Rendu la bicyclette à Grace. Rien à payer mais le « vieux » qui s’est approprié la bicyclette de Leota veut l’emporter à Nanumea pour aller aux cochons.. Nous ne l’aurons donc pas quand l’équipe reviendra. La bonne nouvelle c’est qu’alors il y aura à nouveau des mob à louer… La nôtre, l’électrique, m’a lâchée, en sortant de chez Cat tout à l’heure. Elle était tombée, un monsieur l’a remontée… mais 1/2h plus tard elle n’a pas voulu repartir et je l’ai poussé jusqu’à chez Alpha/John en face. J’espère que ce ne sera rien comme quand elle a déjà eu ces symptômes à mon arrivée, après une chute… En attendant et par bonheur car demain c’est dimanche, comme l’équipe de Sardine est partie, j’ai le vélo rouge.
Aux ¾ du voyage, si je suis encore dans le flou, j’ai accepté comme un fait l’immensité de la tâche en y renonçant partiellement, en n’en faisant plus une priorité. Si j’ai envie de rentrer à la maison plus que d’habitude depuis un moment, ça s’estompe et voyant le mois de juin arriver, je ne suis plus si sûre… Mais, particulièrement les 2 premiers mois du séjour, les informations/rumeurs/constats de problèmes à expliquer/régler si on veut atteindre notre but ont été tellement nombreuses que ça m’a submergée et que j’ai été prête souvent à abandonner. Le tout fut particulièrement éprouvant, déprimant. Ensuite ça s’est calmé. Tout n’était pas rose, mais il me fallait l’accepter comme un paramètre de plus. Tuvalu allait peut être à sa perte mais je n’étais pas atlas pour porter leurs malheurs ni Sisyphe pour me remettre à la tâche continuellement. Voilà... Et oui on pouvait arrêter Amatuku. Leur chaos nous y autorise. En revanche, j’ai aussi constaté que si on pouvait aller plus loin avec la biodiversité, je continuerai à m’en occuper sans doute avec plaisir, according to what I saw the last days.. Je n’étais pas vraiment prête à ne plus revenir à Tuvalu et l’idée du potentiel prochain film m’a aidée à en avoir envie. Posé quelques notes ce soir qui m’ont ramenée à ce blog.

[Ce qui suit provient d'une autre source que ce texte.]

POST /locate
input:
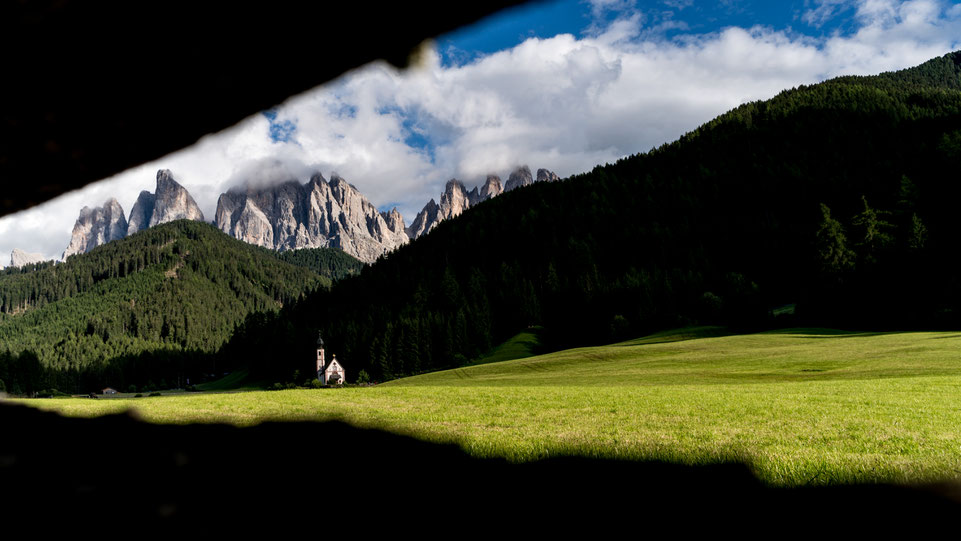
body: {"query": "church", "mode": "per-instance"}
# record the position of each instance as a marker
(328, 374)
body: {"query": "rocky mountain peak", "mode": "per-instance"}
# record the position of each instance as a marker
(519, 177)
(19, 258)
(456, 199)
(543, 175)
(172, 201)
(425, 220)
(318, 213)
(96, 226)
(395, 222)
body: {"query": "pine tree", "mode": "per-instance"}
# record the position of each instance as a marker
(874, 232)
(833, 253)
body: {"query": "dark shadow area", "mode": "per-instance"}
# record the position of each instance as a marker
(119, 474)
(834, 333)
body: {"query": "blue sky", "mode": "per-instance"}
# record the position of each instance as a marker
(561, 85)
(578, 17)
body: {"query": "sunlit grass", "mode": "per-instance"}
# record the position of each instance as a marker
(800, 406)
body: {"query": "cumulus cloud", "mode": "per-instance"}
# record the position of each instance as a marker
(565, 103)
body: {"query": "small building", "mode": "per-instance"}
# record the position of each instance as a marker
(328, 374)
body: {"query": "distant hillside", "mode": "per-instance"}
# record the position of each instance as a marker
(838, 198)
(148, 307)
(331, 263)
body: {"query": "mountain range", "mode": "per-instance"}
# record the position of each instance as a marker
(829, 205)
(290, 215)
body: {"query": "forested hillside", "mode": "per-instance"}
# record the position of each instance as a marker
(150, 307)
(836, 200)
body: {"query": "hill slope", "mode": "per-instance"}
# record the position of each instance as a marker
(800, 406)
(837, 197)
(152, 306)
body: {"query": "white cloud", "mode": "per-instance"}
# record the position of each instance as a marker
(824, 11)
(564, 103)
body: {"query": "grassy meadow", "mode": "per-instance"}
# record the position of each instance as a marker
(801, 406)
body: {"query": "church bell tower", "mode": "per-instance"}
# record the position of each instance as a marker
(320, 358)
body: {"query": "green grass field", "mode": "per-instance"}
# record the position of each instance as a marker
(804, 406)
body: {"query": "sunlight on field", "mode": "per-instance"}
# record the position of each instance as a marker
(801, 406)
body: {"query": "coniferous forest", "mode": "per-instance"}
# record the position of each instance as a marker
(827, 205)
(149, 310)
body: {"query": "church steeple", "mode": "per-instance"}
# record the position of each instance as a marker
(320, 357)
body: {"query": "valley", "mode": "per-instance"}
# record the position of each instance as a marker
(799, 406)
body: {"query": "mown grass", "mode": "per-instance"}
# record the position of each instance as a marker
(520, 346)
(802, 406)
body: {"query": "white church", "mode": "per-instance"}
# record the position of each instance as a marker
(328, 374)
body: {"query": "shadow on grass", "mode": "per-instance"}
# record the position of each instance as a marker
(118, 471)
(677, 335)
(831, 333)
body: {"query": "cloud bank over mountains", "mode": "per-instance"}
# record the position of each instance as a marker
(624, 85)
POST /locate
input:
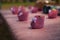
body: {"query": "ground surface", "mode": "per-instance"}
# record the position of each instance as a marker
(5, 34)
(22, 31)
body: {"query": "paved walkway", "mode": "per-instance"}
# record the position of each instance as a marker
(22, 31)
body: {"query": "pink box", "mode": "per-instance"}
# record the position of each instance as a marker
(37, 22)
(23, 16)
(14, 10)
(53, 13)
(33, 9)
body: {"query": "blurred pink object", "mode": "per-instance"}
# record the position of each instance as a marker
(37, 22)
(14, 10)
(33, 9)
(53, 13)
(21, 8)
(23, 16)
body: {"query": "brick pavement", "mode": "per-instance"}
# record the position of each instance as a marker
(22, 31)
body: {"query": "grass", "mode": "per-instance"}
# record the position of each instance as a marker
(8, 5)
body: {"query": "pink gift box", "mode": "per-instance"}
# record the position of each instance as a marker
(53, 13)
(23, 16)
(21, 8)
(14, 10)
(37, 22)
(33, 9)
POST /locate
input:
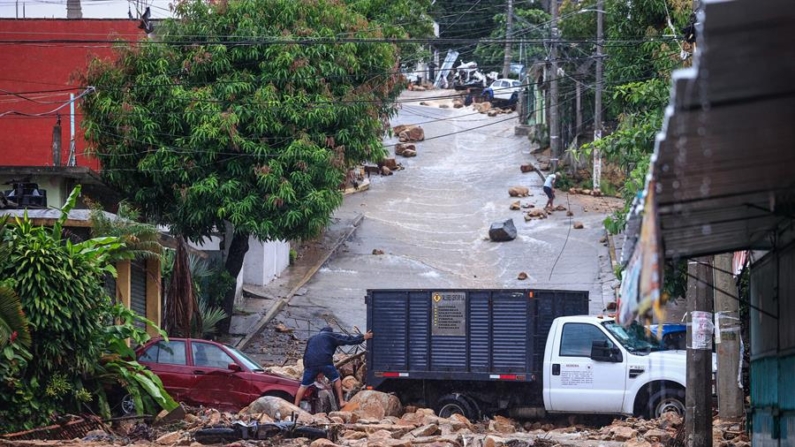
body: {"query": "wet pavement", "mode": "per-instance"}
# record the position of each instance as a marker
(431, 221)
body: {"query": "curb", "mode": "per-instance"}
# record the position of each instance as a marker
(281, 303)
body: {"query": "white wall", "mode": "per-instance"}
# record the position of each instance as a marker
(265, 261)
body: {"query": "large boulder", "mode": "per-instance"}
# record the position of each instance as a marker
(370, 404)
(518, 191)
(411, 133)
(277, 408)
(502, 231)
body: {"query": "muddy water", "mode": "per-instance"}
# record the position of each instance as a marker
(431, 220)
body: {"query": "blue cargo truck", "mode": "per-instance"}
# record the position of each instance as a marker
(521, 351)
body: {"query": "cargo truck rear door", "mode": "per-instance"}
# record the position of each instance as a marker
(574, 381)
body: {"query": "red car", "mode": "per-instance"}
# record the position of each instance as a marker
(203, 372)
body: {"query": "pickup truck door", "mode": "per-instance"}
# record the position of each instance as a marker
(579, 384)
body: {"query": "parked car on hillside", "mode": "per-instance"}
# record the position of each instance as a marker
(203, 372)
(503, 89)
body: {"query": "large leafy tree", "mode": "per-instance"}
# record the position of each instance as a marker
(243, 117)
(400, 19)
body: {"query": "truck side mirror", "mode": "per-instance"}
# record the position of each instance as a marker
(604, 351)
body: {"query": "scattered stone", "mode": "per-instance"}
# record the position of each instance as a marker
(518, 191)
(502, 231)
(273, 406)
(427, 430)
(410, 133)
(374, 404)
(400, 148)
(623, 433)
(322, 442)
(482, 107)
(169, 438)
(281, 328)
(657, 435)
(537, 213)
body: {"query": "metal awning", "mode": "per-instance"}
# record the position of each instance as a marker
(725, 159)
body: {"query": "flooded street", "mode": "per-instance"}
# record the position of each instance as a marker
(431, 220)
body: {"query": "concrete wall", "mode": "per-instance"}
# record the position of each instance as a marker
(772, 414)
(265, 261)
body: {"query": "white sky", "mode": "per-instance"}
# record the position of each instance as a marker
(92, 9)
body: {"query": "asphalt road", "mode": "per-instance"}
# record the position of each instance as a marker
(432, 218)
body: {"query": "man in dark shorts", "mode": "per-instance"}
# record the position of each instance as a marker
(319, 358)
(549, 189)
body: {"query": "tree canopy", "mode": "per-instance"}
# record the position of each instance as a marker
(243, 113)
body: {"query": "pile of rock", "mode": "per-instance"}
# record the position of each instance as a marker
(588, 192)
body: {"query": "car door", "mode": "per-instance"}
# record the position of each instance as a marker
(169, 361)
(218, 386)
(580, 384)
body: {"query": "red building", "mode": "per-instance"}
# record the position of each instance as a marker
(38, 60)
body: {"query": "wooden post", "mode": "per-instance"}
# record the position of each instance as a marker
(727, 319)
(698, 396)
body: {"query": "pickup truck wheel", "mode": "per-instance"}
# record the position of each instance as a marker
(667, 400)
(451, 404)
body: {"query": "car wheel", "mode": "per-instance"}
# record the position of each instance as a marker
(451, 404)
(665, 400)
(127, 405)
(216, 435)
(514, 98)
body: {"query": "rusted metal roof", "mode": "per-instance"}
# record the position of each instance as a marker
(725, 159)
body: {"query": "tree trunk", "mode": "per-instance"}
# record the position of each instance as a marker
(234, 263)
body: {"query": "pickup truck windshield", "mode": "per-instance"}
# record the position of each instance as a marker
(634, 337)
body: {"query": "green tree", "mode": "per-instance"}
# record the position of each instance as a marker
(641, 53)
(243, 115)
(530, 24)
(59, 284)
(400, 19)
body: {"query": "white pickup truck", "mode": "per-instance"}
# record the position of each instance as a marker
(594, 365)
(522, 352)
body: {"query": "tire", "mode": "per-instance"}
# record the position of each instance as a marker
(669, 399)
(456, 403)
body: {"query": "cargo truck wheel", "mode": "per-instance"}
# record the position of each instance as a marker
(667, 400)
(451, 404)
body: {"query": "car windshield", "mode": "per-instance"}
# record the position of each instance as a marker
(249, 363)
(634, 337)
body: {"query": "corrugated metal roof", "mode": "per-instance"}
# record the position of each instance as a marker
(725, 159)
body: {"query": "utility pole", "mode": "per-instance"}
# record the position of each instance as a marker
(506, 64)
(698, 394)
(727, 322)
(554, 110)
(597, 119)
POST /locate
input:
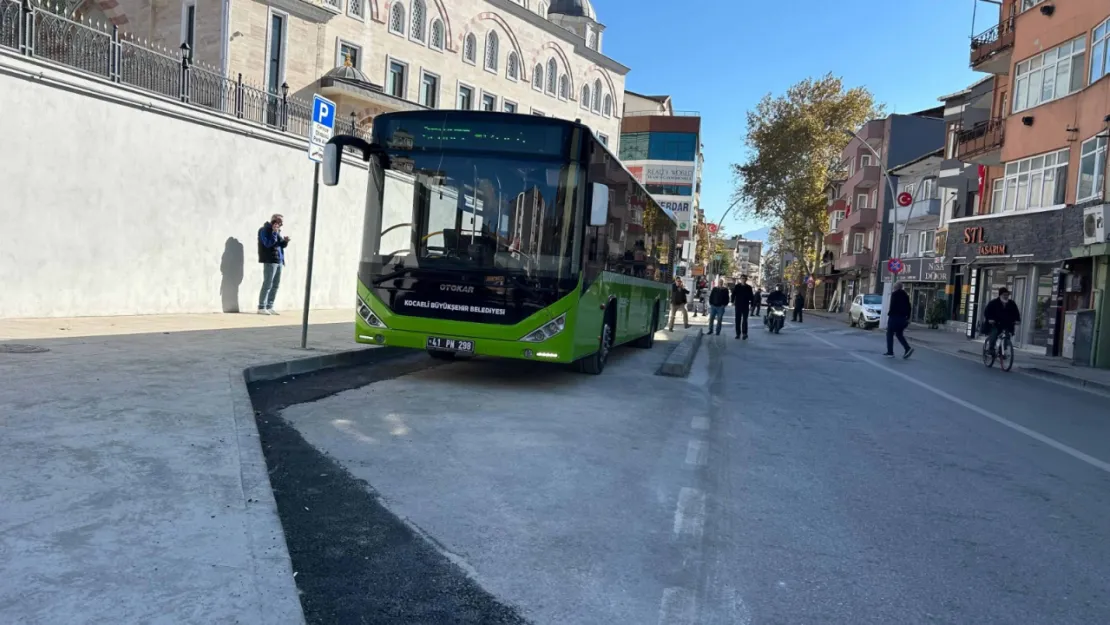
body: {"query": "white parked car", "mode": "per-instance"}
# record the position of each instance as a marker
(865, 311)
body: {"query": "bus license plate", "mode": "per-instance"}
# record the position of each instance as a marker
(439, 344)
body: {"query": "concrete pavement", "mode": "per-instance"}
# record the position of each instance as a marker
(793, 479)
(133, 487)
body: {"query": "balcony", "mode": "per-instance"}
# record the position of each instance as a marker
(982, 142)
(992, 50)
(861, 260)
(858, 219)
(865, 178)
(918, 212)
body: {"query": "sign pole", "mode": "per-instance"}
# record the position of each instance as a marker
(312, 250)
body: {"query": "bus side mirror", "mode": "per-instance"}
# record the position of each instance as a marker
(333, 157)
(599, 205)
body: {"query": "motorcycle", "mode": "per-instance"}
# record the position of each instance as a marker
(775, 319)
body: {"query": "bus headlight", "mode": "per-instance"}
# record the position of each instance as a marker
(367, 314)
(547, 330)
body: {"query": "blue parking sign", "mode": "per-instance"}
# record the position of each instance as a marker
(323, 111)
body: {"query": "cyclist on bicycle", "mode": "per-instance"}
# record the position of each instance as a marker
(1001, 314)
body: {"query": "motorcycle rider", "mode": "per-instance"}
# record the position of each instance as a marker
(777, 298)
(1001, 314)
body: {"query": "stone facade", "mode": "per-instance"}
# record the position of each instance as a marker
(450, 42)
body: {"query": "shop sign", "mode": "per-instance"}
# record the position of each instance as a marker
(976, 235)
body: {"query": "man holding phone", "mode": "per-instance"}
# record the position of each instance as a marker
(272, 255)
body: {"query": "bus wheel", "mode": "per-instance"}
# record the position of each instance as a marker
(594, 364)
(647, 341)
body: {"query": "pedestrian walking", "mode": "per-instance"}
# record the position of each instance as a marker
(898, 312)
(272, 255)
(743, 300)
(718, 301)
(799, 302)
(678, 298)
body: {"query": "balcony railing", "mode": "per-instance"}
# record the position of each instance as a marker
(980, 139)
(994, 40)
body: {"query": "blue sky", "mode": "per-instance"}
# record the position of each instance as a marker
(720, 61)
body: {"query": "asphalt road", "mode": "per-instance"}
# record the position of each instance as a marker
(793, 479)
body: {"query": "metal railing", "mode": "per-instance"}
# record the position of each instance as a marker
(59, 37)
(994, 39)
(982, 137)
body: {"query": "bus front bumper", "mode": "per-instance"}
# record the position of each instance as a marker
(553, 350)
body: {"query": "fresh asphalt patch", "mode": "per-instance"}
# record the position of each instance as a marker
(354, 561)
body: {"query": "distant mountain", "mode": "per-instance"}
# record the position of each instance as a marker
(760, 234)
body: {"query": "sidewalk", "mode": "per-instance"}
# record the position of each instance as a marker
(132, 480)
(958, 344)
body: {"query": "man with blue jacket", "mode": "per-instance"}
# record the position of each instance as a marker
(272, 256)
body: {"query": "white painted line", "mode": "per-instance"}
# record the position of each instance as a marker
(689, 513)
(697, 453)
(677, 607)
(1032, 434)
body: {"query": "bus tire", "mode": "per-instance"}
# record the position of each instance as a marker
(647, 341)
(594, 364)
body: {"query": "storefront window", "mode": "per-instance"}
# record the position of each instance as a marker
(1043, 300)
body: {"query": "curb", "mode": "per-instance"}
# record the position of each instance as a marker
(300, 366)
(680, 360)
(1063, 377)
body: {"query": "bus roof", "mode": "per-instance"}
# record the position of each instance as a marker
(448, 116)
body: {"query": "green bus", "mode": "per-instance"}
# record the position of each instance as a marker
(507, 235)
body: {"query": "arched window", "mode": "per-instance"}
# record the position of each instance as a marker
(397, 18)
(491, 60)
(417, 27)
(470, 49)
(552, 76)
(437, 36)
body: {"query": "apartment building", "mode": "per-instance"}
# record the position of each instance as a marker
(861, 195)
(544, 58)
(663, 149)
(1038, 227)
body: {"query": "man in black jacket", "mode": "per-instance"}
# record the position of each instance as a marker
(898, 312)
(272, 255)
(1001, 314)
(718, 301)
(678, 292)
(743, 299)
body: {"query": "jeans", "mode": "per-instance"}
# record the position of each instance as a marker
(896, 325)
(674, 311)
(742, 321)
(271, 279)
(718, 313)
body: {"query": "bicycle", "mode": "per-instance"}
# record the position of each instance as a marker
(1003, 351)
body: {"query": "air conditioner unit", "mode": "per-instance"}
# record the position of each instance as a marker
(1095, 224)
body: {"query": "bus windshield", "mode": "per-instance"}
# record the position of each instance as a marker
(491, 212)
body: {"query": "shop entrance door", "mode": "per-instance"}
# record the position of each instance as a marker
(1020, 293)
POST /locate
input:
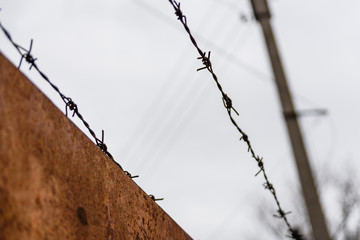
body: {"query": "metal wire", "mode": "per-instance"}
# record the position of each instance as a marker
(69, 103)
(205, 58)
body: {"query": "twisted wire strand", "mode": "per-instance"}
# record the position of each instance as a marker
(69, 103)
(205, 58)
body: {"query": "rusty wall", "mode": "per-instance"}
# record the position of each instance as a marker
(57, 184)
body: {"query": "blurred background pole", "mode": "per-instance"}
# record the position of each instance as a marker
(311, 198)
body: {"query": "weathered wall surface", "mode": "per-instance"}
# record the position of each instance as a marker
(56, 184)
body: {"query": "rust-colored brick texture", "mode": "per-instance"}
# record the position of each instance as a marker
(57, 184)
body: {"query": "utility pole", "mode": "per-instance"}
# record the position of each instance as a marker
(315, 213)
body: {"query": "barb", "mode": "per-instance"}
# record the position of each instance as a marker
(155, 199)
(228, 105)
(70, 105)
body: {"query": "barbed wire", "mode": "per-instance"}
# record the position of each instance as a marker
(70, 105)
(205, 58)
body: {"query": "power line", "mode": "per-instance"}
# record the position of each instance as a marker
(205, 58)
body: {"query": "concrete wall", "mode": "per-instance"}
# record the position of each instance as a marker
(57, 184)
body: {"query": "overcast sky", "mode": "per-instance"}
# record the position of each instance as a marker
(131, 69)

J’avais prévenu la veille que je n’irai pas jusqu’au port, à 7h, d’autant que Thomas, le biologiste es-requins et photographe, m’a proposé d’enregistrer quelques séquences en vidéo.
Réveillée par le petit coup à la porte de Sandrine qui m’avait préparé un café. Ce qui m’a beaucoup touchée. Elle est arrivée mardi dernier, alors que sarah était encore là. Retrouvaille chaleureuse. Et 4 jours agréables avant ce premier départ, malgré ma tronche du jeudi soir devant la maison envahie, l’Internet monopolisé … Et notre accrochage d’hier soir.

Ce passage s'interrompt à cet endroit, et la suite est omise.